Supreme Court declines to consider whether state laws limiting class actions ban clauses are preempted by federal law

According to the Associated Press, the United States Supreme Court rejected T-Mobile's appeal in three related cases.  The issue in the three cases is identical: whether state laws limiting class action ban clauses in consumer contracts are preempted by federal law.  As of this posting, the Supreme Court docket does not yet reflect the denial of the Petition in case 07-976.

T-Mobile sought review of a Ninth Circuit decision that precluded enforcement of a class action ban on the ground that a recent "Third Circuit decision (Gay v. Creditinform) created a conflict among the lower courts."  (Gupta, Supreme Court Refuses to Hear Class-Action Ban Issue (May 27, 2008)  [Note: Public Citizen participated in the opposition to T-Mobile's petition.]

State and federal courts have been holding of late that class-action bans in arbitration clauses are unconscionable under state contract law, a result seen in the Discover Bank decision (Discover Bank v.
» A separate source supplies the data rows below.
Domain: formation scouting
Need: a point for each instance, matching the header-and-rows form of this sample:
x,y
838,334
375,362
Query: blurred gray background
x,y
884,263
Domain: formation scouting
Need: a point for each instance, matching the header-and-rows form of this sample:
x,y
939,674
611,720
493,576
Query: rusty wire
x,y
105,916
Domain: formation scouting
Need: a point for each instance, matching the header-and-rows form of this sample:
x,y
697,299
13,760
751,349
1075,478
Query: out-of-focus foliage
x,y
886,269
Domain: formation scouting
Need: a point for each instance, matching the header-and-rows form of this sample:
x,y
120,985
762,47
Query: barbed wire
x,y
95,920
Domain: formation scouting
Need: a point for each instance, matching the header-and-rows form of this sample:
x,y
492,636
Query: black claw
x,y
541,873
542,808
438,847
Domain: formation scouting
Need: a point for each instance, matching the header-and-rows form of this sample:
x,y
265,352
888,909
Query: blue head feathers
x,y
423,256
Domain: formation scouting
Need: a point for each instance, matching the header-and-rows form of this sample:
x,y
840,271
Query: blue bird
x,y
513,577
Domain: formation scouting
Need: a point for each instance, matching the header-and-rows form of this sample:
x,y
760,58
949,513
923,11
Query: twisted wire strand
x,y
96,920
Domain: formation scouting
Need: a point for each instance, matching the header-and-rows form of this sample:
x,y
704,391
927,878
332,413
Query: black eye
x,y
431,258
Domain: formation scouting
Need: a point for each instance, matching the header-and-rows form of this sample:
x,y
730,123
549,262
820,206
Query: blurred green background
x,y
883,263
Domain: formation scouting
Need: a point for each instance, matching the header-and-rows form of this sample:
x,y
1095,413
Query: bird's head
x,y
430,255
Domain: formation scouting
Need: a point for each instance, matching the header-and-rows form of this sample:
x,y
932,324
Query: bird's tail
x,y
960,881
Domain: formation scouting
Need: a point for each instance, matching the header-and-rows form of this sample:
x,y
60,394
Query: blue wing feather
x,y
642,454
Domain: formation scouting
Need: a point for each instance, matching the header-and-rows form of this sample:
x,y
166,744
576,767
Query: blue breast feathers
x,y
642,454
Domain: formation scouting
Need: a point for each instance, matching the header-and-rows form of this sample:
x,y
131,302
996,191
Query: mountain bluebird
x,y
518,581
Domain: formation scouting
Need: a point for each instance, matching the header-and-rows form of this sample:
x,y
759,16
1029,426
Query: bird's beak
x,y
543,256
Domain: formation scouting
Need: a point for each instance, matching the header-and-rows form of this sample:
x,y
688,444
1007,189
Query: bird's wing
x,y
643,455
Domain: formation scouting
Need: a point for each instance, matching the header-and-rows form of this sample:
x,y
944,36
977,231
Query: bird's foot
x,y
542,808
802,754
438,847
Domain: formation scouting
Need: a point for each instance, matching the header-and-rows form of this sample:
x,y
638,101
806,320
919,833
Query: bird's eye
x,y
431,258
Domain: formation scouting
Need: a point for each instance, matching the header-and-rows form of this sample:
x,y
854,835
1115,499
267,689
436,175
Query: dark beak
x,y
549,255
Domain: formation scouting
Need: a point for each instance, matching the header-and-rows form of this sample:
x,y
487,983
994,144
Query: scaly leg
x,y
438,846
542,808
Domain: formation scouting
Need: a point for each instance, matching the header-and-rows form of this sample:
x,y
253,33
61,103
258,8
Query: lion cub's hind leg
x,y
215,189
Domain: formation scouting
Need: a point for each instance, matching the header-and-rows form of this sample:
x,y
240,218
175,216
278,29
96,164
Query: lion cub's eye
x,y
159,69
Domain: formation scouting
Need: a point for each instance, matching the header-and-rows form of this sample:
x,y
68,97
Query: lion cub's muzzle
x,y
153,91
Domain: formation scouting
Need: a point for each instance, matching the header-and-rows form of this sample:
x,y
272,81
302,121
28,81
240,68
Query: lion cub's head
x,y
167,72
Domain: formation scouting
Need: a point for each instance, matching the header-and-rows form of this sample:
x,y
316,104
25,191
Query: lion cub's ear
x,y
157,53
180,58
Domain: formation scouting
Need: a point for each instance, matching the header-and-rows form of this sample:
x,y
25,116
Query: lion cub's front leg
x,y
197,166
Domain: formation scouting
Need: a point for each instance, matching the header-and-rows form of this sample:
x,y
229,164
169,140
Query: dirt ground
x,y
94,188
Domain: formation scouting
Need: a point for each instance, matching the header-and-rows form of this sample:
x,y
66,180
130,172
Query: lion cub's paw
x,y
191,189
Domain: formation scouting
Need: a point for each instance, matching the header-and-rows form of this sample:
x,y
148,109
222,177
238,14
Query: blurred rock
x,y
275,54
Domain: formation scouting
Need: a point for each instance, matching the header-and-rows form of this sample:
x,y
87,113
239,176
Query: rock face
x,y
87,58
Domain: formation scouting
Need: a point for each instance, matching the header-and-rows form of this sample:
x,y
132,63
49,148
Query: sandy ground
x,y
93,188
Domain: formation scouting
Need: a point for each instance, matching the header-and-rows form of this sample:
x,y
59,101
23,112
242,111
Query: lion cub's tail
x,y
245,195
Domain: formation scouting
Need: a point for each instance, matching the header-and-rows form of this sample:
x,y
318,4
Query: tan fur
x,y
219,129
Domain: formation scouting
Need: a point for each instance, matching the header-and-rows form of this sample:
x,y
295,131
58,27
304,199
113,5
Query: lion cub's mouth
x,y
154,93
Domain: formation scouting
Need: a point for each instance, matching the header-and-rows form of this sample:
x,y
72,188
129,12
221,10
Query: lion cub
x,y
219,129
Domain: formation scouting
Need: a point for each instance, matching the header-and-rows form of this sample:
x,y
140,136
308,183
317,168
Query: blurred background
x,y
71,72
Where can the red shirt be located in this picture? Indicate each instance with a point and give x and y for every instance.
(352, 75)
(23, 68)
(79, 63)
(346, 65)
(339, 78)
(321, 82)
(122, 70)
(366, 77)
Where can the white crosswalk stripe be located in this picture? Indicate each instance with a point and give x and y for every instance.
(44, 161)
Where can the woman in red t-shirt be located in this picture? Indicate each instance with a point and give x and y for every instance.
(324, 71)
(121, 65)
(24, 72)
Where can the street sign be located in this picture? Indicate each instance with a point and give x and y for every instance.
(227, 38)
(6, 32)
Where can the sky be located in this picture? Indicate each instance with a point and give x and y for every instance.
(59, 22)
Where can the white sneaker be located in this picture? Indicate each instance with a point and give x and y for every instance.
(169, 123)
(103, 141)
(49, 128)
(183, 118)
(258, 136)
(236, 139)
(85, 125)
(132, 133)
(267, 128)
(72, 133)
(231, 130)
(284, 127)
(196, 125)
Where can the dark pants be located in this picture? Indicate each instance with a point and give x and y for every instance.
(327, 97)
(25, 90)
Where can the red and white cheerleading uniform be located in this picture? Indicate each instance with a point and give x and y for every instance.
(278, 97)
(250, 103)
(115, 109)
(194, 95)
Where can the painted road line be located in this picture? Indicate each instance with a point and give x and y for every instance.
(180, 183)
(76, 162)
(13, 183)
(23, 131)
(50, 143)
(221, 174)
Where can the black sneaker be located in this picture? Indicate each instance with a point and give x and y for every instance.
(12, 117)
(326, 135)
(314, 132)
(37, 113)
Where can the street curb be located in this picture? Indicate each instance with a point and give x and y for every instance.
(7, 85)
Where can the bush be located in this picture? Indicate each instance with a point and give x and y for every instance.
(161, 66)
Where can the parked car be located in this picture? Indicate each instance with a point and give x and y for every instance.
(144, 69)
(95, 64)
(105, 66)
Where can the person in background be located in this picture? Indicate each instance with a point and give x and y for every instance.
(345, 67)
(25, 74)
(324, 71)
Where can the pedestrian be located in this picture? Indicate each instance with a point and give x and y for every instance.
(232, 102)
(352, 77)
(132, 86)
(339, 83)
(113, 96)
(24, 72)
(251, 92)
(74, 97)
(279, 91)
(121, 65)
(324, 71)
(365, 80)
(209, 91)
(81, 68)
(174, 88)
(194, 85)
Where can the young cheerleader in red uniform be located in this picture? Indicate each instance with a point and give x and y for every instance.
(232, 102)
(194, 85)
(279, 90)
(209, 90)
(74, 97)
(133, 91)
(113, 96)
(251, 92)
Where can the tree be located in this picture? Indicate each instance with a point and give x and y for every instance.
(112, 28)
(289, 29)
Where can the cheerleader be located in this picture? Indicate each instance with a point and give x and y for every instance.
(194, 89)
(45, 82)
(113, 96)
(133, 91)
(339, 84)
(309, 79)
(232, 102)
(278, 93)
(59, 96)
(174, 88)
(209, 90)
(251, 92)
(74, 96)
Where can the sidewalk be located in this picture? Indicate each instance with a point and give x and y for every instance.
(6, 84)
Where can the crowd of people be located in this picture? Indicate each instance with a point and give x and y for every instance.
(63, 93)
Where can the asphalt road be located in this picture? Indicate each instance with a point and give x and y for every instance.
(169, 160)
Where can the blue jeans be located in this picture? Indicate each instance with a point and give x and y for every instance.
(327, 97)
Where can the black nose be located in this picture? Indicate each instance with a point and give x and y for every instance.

Superior Court (2005) 36 Cal.3d. 148) in California.  Defendants routinely argue that the Federal Arbitration Act preempts state law on this issue.  However, that argument has not met with success; the Federal Arbitration Act expressly saves generally-applicable state contract law of unconscionability from preemption.

UPDATE:  The May 28, 2008 Order List from the Supreme Court includes the Laster v. T-Mobile determination.